We have no assurance, we have no guarantee that it will be available for the rest of this year or into 2018 based on what has been said. We try to deal with reality, what is being said and what we can reasonably rely on. We had to file a rate last week; that’s the process. If things change, or money is available, or deposits are made into the CSR account and we’re certain its available, I’m sure we’d take that into account.
What do you think this big rate increase will mean for your customers? I understand a good number get subsidies to help pay part of their premiums, and are a bit insulated, but I presume you have some people who pay their entire premium who this could hit pretty hard.
Any rate increase is material to people’s lives and pocket books. I would suspect that depending on individual circumstances it will be yet another challenge to balance all of the things that people have to provide their families with.
What’s your relationship like with the Trump administration right now? Do they have you and other insurance executives in for meetings about the health care law?
We have an open dialogue with different channels, with the Center for Medicare and Medicaid Services, with Secretary [Tom] Price. We are not bashful about asking questions and letting our point of view be know.
I was with a group of colleagues Tuesday, before the House bill passed. We started our day with a [Trump administration] domestic policy adviser. We had a great conversation with Sen. [Mitch] McConnell and finished our day with Speaker [Paul] Ryan. We had the opportunity to explain the importance of CSR funding and the impact on rates we were going to have to file imminently. We have been frank and candid.
Are those meetings frustrating? The people you’re talking to are the exact people who could fix the problem you’re identifying.
Of course it would be terrific if, when you express a problem and potential solution, that everybody would agree with it. But you also understand the world is a more complex place.

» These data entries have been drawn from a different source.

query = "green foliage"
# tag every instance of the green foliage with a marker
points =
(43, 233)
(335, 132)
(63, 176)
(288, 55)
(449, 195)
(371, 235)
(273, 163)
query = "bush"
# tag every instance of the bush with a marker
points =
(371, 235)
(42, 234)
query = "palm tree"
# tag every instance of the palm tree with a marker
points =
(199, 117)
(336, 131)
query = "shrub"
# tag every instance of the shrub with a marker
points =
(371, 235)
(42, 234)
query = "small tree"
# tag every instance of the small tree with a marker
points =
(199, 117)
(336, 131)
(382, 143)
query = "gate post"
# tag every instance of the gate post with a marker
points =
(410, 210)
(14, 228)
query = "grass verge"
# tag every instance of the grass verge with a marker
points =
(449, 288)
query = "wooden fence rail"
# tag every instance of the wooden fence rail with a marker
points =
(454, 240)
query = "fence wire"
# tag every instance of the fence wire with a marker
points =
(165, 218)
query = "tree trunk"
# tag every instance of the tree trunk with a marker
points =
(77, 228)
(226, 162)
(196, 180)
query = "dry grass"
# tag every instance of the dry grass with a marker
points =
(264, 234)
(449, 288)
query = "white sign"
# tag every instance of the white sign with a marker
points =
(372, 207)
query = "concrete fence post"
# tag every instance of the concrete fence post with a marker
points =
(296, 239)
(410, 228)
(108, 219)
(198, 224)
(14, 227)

I’ll use your word: frustrating. It is frustrating when you are in a position, if the CSR is funded, that a single digit rate could be filed with the department and put into the marketplace. It’s frustrating when you’re not able to do that.

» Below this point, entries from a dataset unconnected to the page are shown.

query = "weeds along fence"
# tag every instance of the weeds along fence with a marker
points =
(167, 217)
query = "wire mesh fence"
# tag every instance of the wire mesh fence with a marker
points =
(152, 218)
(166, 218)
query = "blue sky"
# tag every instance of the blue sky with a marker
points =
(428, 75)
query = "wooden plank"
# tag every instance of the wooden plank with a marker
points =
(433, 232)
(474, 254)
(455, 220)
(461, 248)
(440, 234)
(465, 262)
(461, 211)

I also understand there are lots of complex forces at work. All I’ve tried to do is present the facts, explain the best I can, provide evidence to back it up, and advocate for our customers. That is what we will continue to do. Ultimately, the authority to finalize these decisions lies elsewhere.
There was a report in the Los Angeles Times that Medicare administrator Seema Verma had made an offer to some insurance executives to fund the CSRs if they agreed to support the Republican health care bill. Has anyone in the Trump administration ever made you such an offer?
No. Absolutely not.
President Trump has said multiple times that Obamacare will “explode” on its own, that the law is falling apart. Does that assessment feel true to you in North Carolina? You’re in a state that has lost some marketplace insurers but, as you were saying earlier, it sounds like you were getting close to stability this year.

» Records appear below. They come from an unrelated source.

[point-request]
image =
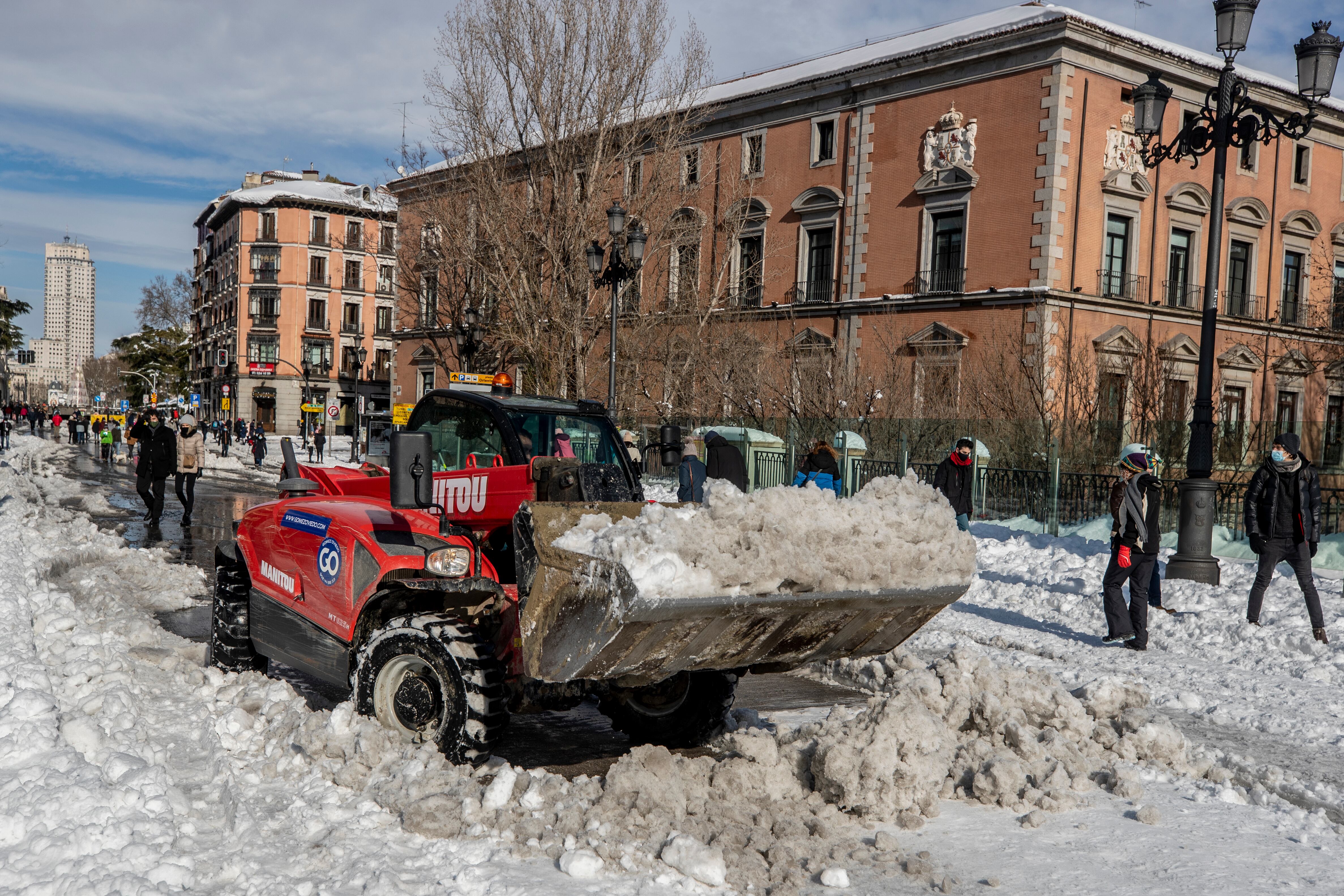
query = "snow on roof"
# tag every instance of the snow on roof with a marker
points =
(986, 25)
(361, 197)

We saw in Missouri, Blue Cross KC made the decision to get out, and that leaves some counties bare. That seems like evidence of implosion. I’m concerned that, with the continuing uncertainty, more companies will feel compelled to make that decision. I understand that. There is evidence of implosion around.
In North Carolina, if we had abundant certainty about what the program was going to look like in 2018 and the extent to which CSR money would be made available, and nothing else changes, we would be able to commit to the 2018 market. That suggests to me it’s not imploding. But the market could be better if the price we could charge were lower. I’m worried about sustainability around the country. But in North Carolina, I’m more optimistic.